Gericht: Europäischer Gerichtshof
Urteil verkündet am 18.04.1991
Aktenzeichen: C-324/89
Rechtsgebiete: EWG-Vertrag


Vorschriften:

EWG-Vertrag Art. 177
Quelle: Gerichtshof der Europäischen Gemeinschaften in L-2925 Luxemburg

Der Gemeinsame Zolltarif ist dahin auszulegen, daß ein durch Siebpressung des Fruchtfleisches gewonnenes, in einem Konzentrierer unter Vakuum für maximal 30 Sekunden auf den Siedepunkt gebrachtes Aprikosenpüree nicht als durch Kochen hergestelltes Fruchtmus der Tarifnummer 20.05 zuzuweisen ist. Zum einen ist nämlich der Begriff des Kochens solchen Wärmebehandlungen vorzubehalten, die eine Umwandlung der geschmacklichen und chemischen Eigenschaften des Erzeugnisses bewirken; diese hat im Fall des fraglichen Erzeugnisses nicht stattgefunden, denn der Siedevorgang hat hier nur zu einer Verringerung des Wassergehalts des Pürees geführt. Zum anderen setzt die Herstellung eine Veränderung des Zustands des Erzeugnisses voraus, die im vorliegenden Fall ebenfalls nicht stattgefunden hat, da das Erzeugnis von Anfang an die Form eines Pürees aufwies. Da das Erzeugnis aufgrund seiner Eigenschaften zu keiner vorher im Gemeinsamen Zolltarif genannten Tarifnummer gehört, ist es der Auffangposition für Fruchtzubereitungen, nämlich der Tarifnummer 20.06, "Früchte, in anderer Weise zubereitet oder haltbar gemacht", zuzuweisen.

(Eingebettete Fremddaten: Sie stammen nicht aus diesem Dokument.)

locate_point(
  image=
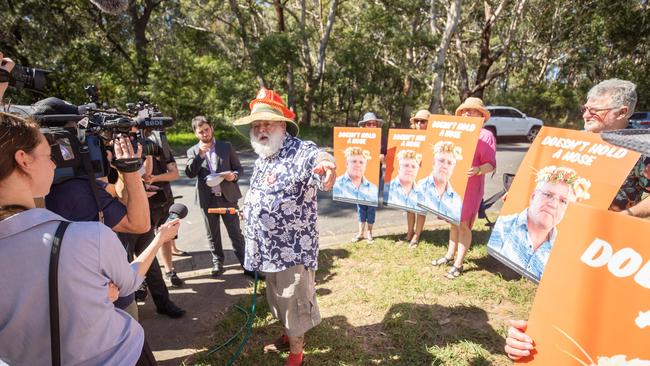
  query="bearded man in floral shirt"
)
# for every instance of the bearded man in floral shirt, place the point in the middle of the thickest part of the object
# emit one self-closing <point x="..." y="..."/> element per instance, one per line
<point x="280" y="213"/>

URTEIL DES GERICHTSHOFES (ERSTE KAMMER) VOM 18. APRIL 1991. - NORDGETRAENKE GMBH & CO KG GEGEN HAUPTZOLLAMT HAMBURG-ERICUS. - ERSUCHEN UM VORABENTSCHEIDUNG: BUNDESFINANZHOF - DEUTSCHLAND. - GEMEINSAMER ZOLLTARIF - APRIKOSENPUEREE. - RECHTSSACHE C-324/89.

Entscheidungsgründe:

1 Der Bundesfinanzhof hat mit Beschluß vom 7. September 1989, beim Gerichtshof eingegangen am 23. Oktober 1989, gemäß Artikel 177 EWG-Vertrag drei Fragen nach der Auslegung der Verordnung (EWG) Nr. 3333/83 des Rates vom 4. November 1983 zur Änderung der Verordnung (EWG) Nr. 950/68 über den Gemeinsamen Zolltarif (ABl. L 313, S. 1) zur Vorabentscheidung vorgelegt.

2 Diese Fragen stellen sich in einem Rechtsstreit zwischen der Nordgetränke GmbH & Co. KG und dem Hauptzollamt Hamburg-Ericus über die Tarifierung eines Aprikosenpürees, das einem Konzentrierungsprozeß unter Vakuum unterzogen wurde.

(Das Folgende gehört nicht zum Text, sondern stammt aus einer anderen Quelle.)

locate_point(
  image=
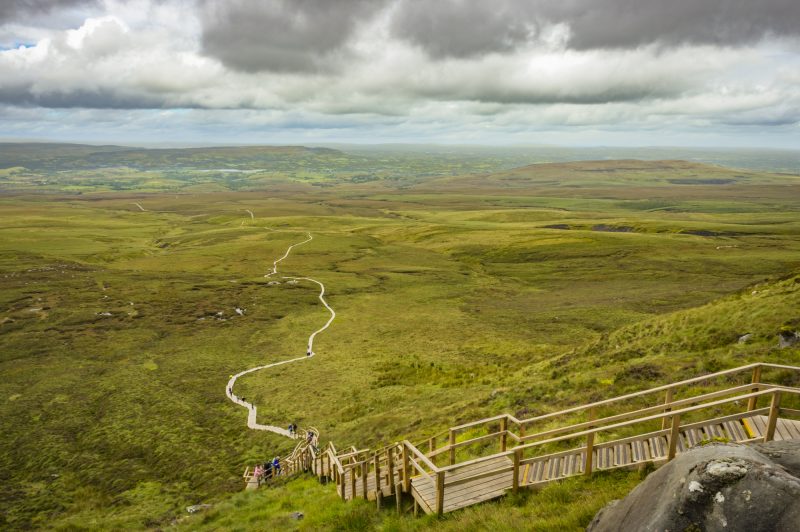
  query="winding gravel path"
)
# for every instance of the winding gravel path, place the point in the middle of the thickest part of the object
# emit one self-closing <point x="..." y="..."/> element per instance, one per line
<point x="252" y="411"/>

3 Im Januar 1984 führte die Firma Nordgetränke Aprikosenpüree aus Argentinien ein. Das Püree war durch Siebpressung des Fruchtfleisches gewonnen und anschließend in einem Konzentrierer unter Vakuum erhitzt worden, wobei für höchstens 30 Sekunden der Siedepunkt erreicht wurde. Durch diesen Vorgang sollte die Verdampfung eines Teils des in dem Erzeugnis enthaltenen Wassers herbeigeführt werden, um das Volumen des Erzeugnisses zu verringern und seinen Transport zu erleichtern.

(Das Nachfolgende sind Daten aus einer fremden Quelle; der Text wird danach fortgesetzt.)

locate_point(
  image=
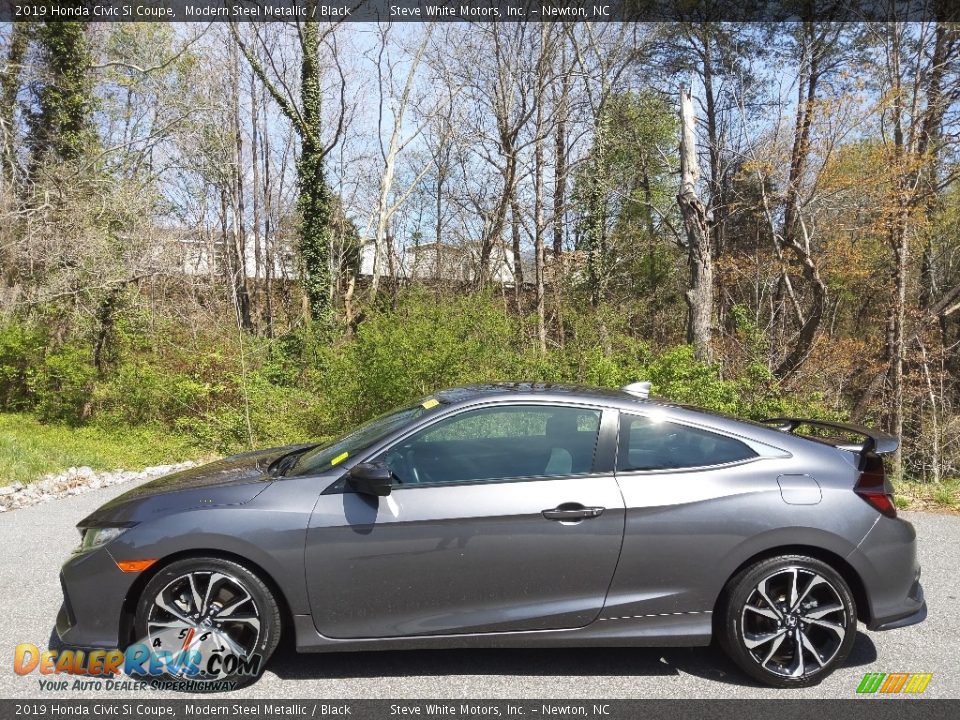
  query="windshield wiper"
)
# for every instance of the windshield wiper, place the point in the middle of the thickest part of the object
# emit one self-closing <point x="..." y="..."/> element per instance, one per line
<point x="282" y="465"/>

4 Das Hauptzollamt wies das Erzeugnis zunächst der Tarifnummer 20.06 des Gemeinsamen Zolltarifs, "Früchte, in anderer Weise zubereitet oder haltbar gemacht, auch mit Zusatz von Zucker oder Alkohol", zu. Diese Tarifierung führte im vorliegenden Fall zur Erhebung eines Zolles von 22 % und eines Zollzuschlags auf Zucker zu einem Pauschalsatz von 2 %.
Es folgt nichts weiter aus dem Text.